"Sir, I will speak! They are against me; Maria and this Lydia."

"Ah!" muttered Torry quickly, "I wonder if it is Miss Hargone who is being screened by Donna Maria and Vass." He raised his voice and addressed Mrs. Grent: "Why should they be against you, madam?"

"Lydia for her wickedness; Maria being governed by that evil one. I did not speak at Wray House; I saw you not as they would have told me--'Ah how foolish! Ah! how wrong!' So, sir here I come to tell you that my husband was killed by Lydia Hargone. Smiling traitress!"

"How do you know?" asked Torry sharply.

"I am sure, I swear!" Donna Inez crossed herself rapidly. "By the Holy Mother, I swear!"

"Have you any proof?"

"No; but listen. I will tell. I love my husband, he loves me. We were happy as angels in Paradise till came that evil Lydia. Then she make the eyes, the smiles at my husband. Oh, yes; for why--because she poor, she wish money, much money. My husband, poor fool, he smile on her, he angry with me, yet good wife I was this long time--ah, sir, ten year. This old man, he love her, and I--ah, it so suffocates me to speak it--I am thought not of, I am neglected. Yes, yes, it is true. I--I--I--Inez Sandoval, was left for her--perfiding one," and in her rage Mrs. Grent shook her two fists in the air.

"Why did you not turn her out of the house?" asked Torry.

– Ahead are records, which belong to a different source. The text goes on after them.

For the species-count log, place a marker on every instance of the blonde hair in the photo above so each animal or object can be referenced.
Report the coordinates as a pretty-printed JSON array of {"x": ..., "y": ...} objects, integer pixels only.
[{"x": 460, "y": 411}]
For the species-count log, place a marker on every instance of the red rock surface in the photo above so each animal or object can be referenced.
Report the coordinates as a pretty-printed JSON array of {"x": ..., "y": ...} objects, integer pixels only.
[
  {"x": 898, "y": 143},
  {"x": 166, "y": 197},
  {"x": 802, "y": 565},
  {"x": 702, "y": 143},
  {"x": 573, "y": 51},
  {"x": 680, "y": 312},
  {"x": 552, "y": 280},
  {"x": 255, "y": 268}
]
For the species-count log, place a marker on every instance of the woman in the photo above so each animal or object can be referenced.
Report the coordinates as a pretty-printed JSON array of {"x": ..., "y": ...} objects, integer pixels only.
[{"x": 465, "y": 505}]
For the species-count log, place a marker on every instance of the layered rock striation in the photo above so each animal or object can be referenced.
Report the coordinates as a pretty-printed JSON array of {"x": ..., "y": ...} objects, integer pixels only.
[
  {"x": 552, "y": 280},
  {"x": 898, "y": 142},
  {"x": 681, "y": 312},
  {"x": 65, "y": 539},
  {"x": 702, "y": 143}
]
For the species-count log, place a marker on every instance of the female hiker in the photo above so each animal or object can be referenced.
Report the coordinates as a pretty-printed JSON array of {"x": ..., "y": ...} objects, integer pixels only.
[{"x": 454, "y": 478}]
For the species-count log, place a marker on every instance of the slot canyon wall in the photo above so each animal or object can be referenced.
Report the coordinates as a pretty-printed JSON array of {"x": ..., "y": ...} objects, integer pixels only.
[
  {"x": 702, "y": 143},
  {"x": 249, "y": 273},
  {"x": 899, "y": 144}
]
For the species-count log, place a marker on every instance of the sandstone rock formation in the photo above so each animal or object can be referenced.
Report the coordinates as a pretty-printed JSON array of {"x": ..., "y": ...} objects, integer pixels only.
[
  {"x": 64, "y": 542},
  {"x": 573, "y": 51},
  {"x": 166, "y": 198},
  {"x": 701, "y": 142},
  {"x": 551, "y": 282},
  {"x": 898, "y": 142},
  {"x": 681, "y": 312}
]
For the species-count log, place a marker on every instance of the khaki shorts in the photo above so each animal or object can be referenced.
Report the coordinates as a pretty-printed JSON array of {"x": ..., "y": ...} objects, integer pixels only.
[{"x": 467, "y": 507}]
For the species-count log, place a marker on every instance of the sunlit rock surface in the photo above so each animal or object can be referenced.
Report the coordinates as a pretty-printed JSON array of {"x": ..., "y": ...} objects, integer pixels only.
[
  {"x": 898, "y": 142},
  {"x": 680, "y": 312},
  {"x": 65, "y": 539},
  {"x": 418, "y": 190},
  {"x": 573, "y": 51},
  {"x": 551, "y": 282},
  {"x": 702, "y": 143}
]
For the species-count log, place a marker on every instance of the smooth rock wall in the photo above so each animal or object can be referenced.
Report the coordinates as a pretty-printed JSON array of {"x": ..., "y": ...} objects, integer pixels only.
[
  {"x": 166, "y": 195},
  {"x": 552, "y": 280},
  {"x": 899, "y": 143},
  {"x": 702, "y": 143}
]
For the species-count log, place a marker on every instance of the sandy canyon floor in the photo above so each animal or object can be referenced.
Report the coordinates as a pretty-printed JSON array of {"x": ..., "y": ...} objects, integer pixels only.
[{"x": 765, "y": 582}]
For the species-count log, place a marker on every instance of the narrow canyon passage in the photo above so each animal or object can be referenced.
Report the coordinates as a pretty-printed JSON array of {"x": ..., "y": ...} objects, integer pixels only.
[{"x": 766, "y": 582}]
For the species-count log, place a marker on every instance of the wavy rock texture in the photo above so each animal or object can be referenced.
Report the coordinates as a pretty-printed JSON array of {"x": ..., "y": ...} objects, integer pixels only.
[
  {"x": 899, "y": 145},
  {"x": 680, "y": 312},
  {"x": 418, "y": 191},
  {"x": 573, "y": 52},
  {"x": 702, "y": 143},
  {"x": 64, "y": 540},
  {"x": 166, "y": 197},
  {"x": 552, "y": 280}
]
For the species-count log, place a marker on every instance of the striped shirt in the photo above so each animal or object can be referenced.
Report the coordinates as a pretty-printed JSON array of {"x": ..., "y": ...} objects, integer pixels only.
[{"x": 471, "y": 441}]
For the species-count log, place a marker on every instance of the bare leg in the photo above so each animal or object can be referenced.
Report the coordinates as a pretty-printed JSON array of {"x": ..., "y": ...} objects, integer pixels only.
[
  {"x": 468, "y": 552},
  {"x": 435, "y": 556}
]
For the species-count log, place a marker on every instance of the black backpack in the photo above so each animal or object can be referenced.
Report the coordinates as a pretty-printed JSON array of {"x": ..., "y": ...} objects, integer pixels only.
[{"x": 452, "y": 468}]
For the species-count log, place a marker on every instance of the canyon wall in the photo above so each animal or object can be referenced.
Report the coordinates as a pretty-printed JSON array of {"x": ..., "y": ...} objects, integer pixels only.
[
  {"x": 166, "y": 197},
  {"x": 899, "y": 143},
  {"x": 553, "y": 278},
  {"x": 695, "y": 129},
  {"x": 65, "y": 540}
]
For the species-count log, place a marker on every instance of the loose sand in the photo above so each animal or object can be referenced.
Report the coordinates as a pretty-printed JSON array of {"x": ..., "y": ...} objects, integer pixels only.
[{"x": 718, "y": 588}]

"I? Who am I?" replied Donna Inez with a bitter laugh. "No one--a wife not loved. I rage, I speak, I implore for her to go; but no, no, no. My husband he say: 'Stay! stay!' and the accursed one stops. Then I say: You go, or I depart for Peru. Ah!'"

"So Miss Hargone left Wray House?" said Torry, seeing that Donna Inez was too overcome by passion to speak further.